An attorney for the opposing creditors said the opinion supported the policyholders' concerns, but noted Lord Glennie's opinion was not yet the final word on the matter. Lord Glennie has scheduled another hearing for October, leaving the parties to “consider the court's opinion,” according to the decision, which leaves the status of the sanction unclear for now.

The opponents had argued that the scheme was fundamentally unfair because it sought to terminate “decades of valuable occurrence coverage under valid and binding contracts in the absence of extraordinary circumstances,” according to court documents.

“Essentially, the scheme, if it were sanctioned, would force the policyholders to accept a complete cancellation of their policy in return for a payment, which might not be adequate to meet their likely future liability risks,” said Ben Lenhart, partner with Covington & Burling.

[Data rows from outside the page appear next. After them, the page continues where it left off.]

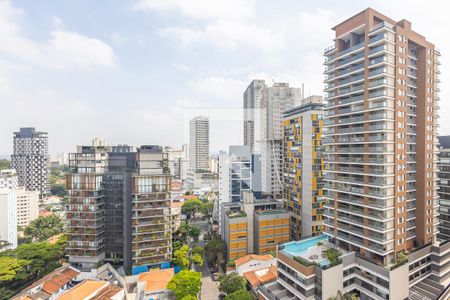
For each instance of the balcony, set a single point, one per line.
(350, 49)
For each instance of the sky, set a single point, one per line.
(135, 71)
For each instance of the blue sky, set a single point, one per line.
(135, 71)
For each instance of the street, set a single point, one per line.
(210, 288)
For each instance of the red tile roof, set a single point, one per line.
(249, 257)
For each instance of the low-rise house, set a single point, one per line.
(94, 290)
(150, 285)
(52, 285)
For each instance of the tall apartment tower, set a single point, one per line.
(8, 208)
(381, 119)
(86, 206)
(199, 143)
(303, 167)
(444, 188)
(31, 160)
(235, 177)
(119, 206)
(263, 113)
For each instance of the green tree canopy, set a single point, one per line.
(240, 295)
(181, 257)
(198, 250)
(5, 164)
(191, 207)
(44, 227)
(187, 231)
(197, 259)
(10, 266)
(185, 283)
(231, 283)
(216, 252)
(58, 190)
(43, 257)
(207, 208)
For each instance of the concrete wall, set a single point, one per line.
(332, 281)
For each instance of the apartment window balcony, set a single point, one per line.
(350, 79)
(382, 25)
(378, 49)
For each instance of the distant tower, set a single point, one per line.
(199, 143)
(31, 160)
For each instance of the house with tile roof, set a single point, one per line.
(50, 286)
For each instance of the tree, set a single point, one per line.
(191, 207)
(44, 227)
(197, 259)
(242, 294)
(5, 164)
(181, 257)
(187, 231)
(59, 190)
(231, 283)
(43, 257)
(198, 250)
(10, 266)
(207, 209)
(185, 283)
(216, 252)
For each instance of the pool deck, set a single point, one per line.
(315, 252)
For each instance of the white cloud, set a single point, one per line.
(201, 9)
(228, 35)
(63, 50)
(220, 87)
(181, 67)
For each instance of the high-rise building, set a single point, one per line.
(31, 160)
(444, 187)
(27, 206)
(254, 225)
(199, 143)
(8, 209)
(381, 118)
(380, 215)
(234, 176)
(27, 201)
(263, 113)
(119, 206)
(8, 218)
(178, 161)
(303, 166)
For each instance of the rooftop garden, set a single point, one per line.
(236, 214)
(402, 258)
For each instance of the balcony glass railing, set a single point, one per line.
(353, 48)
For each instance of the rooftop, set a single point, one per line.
(156, 280)
(313, 251)
(262, 276)
(84, 290)
(51, 283)
(249, 257)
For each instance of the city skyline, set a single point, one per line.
(107, 55)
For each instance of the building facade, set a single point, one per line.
(199, 143)
(27, 206)
(444, 188)
(235, 176)
(119, 206)
(381, 117)
(263, 113)
(30, 159)
(303, 167)
(254, 226)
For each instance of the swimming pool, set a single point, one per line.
(298, 248)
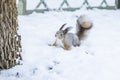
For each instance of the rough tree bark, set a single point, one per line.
(10, 47)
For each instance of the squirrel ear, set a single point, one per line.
(67, 29)
(62, 26)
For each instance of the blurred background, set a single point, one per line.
(29, 6)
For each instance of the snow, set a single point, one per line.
(31, 4)
(96, 59)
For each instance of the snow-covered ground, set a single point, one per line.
(98, 57)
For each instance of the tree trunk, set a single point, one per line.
(10, 46)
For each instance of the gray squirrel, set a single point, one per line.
(73, 39)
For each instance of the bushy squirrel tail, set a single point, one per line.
(83, 24)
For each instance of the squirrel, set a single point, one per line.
(73, 39)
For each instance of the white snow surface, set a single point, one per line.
(97, 58)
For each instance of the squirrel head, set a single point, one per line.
(60, 34)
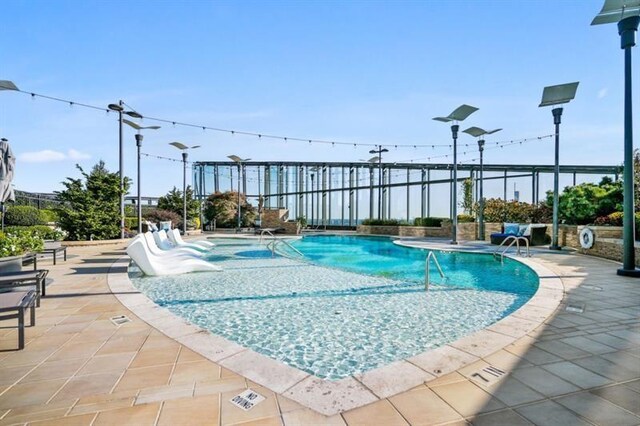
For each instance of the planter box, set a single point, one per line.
(11, 264)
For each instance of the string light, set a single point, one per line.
(234, 132)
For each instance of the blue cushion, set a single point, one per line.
(511, 228)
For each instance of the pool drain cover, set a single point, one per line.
(120, 319)
(247, 400)
(575, 308)
(488, 375)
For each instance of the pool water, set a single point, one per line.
(351, 305)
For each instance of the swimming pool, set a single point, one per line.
(353, 304)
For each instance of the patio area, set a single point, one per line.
(78, 367)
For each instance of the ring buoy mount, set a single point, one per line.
(586, 238)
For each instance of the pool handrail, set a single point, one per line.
(427, 279)
(514, 239)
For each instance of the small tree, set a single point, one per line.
(91, 208)
(173, 201)
(223, 208)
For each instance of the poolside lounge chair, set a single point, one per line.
(152, 264)
(175, 251)
(177, 239)
(13, 305)
(162, 241)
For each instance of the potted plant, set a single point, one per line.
(14, 245)
(302, 223)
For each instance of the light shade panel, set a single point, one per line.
(560, 94)
(615, 11)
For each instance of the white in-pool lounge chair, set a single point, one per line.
(175, 242)
(162, 241)
(176, 251)
(155, 265)
(177, 239)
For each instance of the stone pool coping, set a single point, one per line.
(331, 397)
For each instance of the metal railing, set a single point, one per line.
(512, 239)
(427, 279)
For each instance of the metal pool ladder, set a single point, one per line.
(427, 280)
(271, 245)
(512, 239)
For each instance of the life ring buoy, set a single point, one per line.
(586, 238)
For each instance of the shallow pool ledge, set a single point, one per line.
(331, 397)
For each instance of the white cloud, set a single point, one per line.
(72, 154)
(602, 93)
(48, 156)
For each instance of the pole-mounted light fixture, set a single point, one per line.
(479, 133)
(627, 14)
(551, 96)
(459, 114)
(240, 162)
(378, 151)
(184, 148)
(120, 110)
(139, 145)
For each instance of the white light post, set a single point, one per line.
(459, 114)
(184, 148)
(239, 161)
(120, 110)
(139, 145)
(626, 14)
(477, 132)
(557, 95)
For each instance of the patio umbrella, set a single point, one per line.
(7, 166)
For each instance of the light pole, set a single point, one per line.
(477, 132)
(625, 13)
(557, 95)
(139, 145)
(459, 114)
(120, 110)
(379, 151)
(239, 161)
(184, 148)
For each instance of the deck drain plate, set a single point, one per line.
(575, 308)
(488, 375)
(120, 319)
(592, 287)
(247, 399)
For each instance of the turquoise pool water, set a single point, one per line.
(353, 303)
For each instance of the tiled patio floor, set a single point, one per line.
(79, 368)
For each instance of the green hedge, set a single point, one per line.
(384, 222)
(24, 216)
(20, 241)
(429, 221)
(465, 218)
(41, 231)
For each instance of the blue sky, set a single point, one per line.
(370, 72)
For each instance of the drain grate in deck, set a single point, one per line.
(488, 375)
(247, 400)
(574, 308)
(120, 319)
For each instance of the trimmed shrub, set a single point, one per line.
(381, 222)
(158, 215)
(49, 216)
(18, 242)
(24, 216)
(465, 218)
(429, 221)
(614, 219)
(42, 231)
(131, 223)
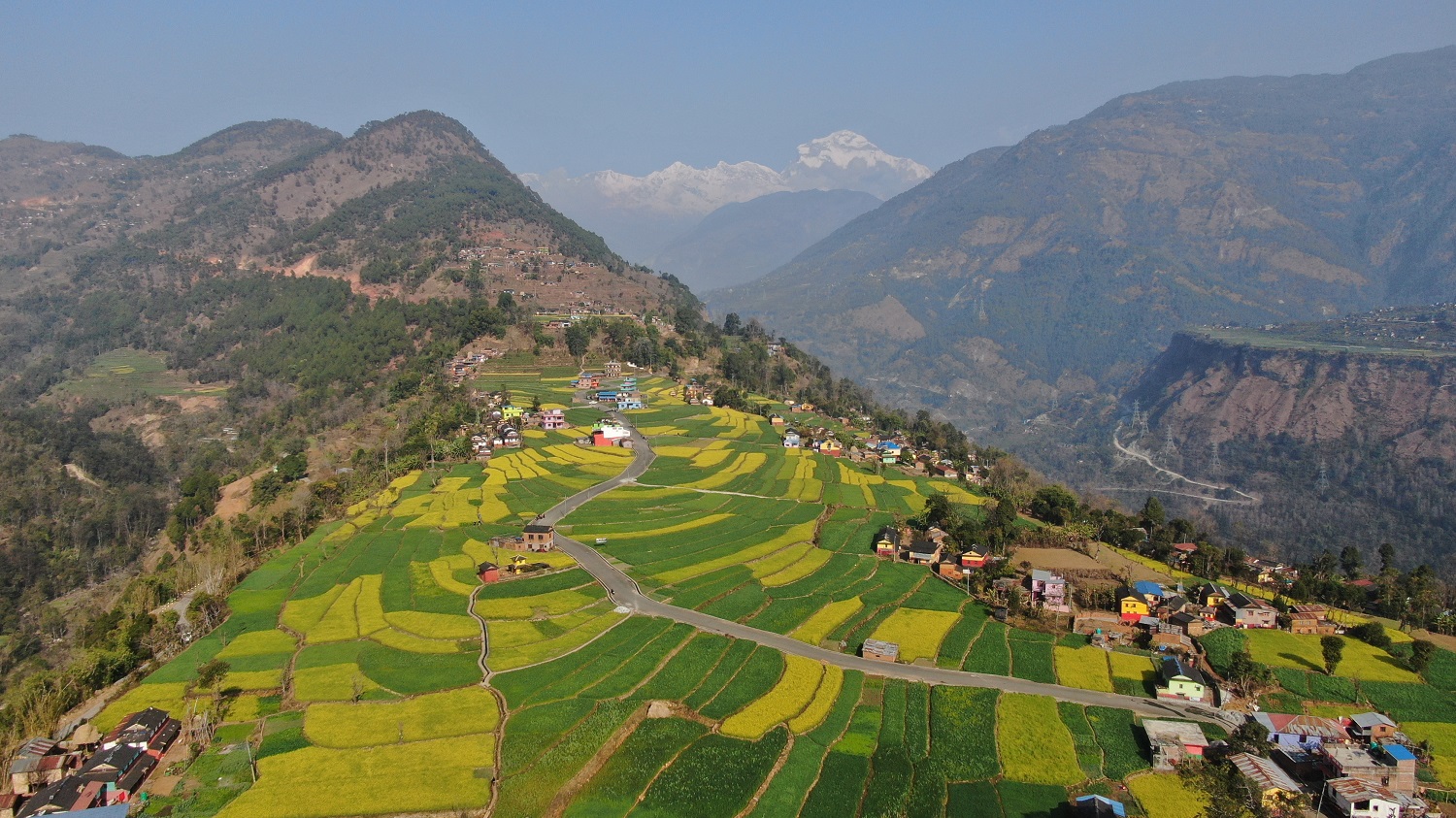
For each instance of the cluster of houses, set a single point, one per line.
(466, 364)
(535, 538)
(622, 396)
(1165, 610)
(821, 442)
(90, 771)
(1359, 766)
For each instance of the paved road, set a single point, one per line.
(625, 591)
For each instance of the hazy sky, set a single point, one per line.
(635, 86)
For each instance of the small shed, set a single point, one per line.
(539, 538)
(881, 651)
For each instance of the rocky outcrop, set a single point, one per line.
(1217, 392)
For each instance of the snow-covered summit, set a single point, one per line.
(841, 160)
(847, 160)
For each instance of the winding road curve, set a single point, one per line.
(626, 593)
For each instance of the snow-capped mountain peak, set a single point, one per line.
(849, 160)
(841, 160)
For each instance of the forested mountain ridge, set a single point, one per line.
(1062, 265)
(745, 241)
(285, 309)
(1312, 419)
(60, 200)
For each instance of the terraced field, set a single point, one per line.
(357, 657)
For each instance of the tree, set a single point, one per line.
(1333, 648)
(1152, 514)
(1388, 558)
(1351, 562)
(1421, 654)
(210, 674)
(579, 338)
(1054, 504)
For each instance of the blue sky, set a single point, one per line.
(635, 86)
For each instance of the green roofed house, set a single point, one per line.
(1181, 680)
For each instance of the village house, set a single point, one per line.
(1132, 605)
(1211, 596)
(1184, 550)
(119, 770)
(1372, 727)
(539, 538)
(553, 419)
(1190, 625)
(38, 765)
(1150, 591)
(1047, 590)
(1098, 806)
(1181, 680)
(923, 550)
(975, 558)
(1174, 741)
(510, 437)
(888, 541)
(879, 651)
(1274, 786)
(1360, 800)
(1310, 620)
(1302, 731)
(1242, 610)
(1270, 573)
(67, 795)
(1388, 766)
(150, 730)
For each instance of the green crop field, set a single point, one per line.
(367, 686)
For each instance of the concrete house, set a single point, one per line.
(1274, 786)
(1132, 605)
(1388, 766)
(1242, 610)
(1310, 620)
(1302, 731)
(887, 541)
(1174, 741)
(539, 538)
(879, 651)
(1181, 680)
(1211, 596)
(1047, 590)
(1372, 727)
(1362, 800)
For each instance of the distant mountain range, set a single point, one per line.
(641, 215)
(1022, 277)
(745, 241)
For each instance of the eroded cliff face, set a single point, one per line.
(1217, 392)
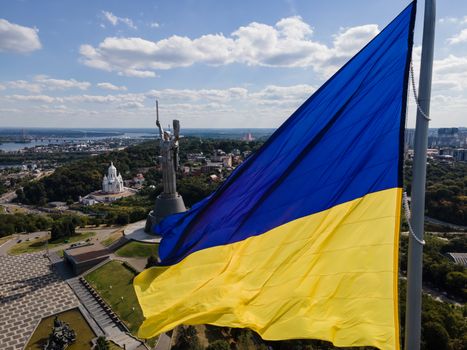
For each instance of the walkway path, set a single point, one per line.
(29, 291)
(104, 316)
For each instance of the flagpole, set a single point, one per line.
(415, 254)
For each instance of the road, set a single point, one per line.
(101, 234)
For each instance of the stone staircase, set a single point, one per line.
(117, 244)
(106, 319)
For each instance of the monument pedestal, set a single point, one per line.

Dan Schwarzmann, a partner in the London office of PricewaterhouseCoopers L.L.P. and scheme adviser to Scottish Lion, expressed dissatisfaction and said the opinion “results in creditor democracy being replaced by a single creditor veto, which simply cannot be what was intended” by the law. Scottish Lion “intends to appeal” any such final ruling, he said.

Legal experts say the opinion was “significant” because it could set a precedent affecting other schemes in the pipeline.

“There is a lot of divided opinion regarding solvent schemes, but there are certainly some who have been waiting for something like this to happen,” said Robin White, a senior associate in the insurance and reinsurance group of Addleshaw Goddard L.L.P. in London.

U.S. companies face significant long-tail liability exposures, in part because of the litigiousness of the U.S. tort system, and much of the related coverage is written in the London market, observers note.

The ruling likely will give rise to more opposition to solvent schemes by U.S. policyholders, who typically are the most vulnerable, said Julius A. Rousseau III, a partner with Herrick, Feinstein L.L.P in New York. “The concern for U.S. policyholders is really about the long-tail liability claims, and this type of arrangement basically shifts the risk of loss back to the company,” he said.

In an earlier ruling on the Scottish Lion case, a court paved the way for opposing creditors to organize by saying U.K. insurers and reinsurers pursuing a solvent scheme of arrangement must provide creditors with contact information on other creditors of the companies.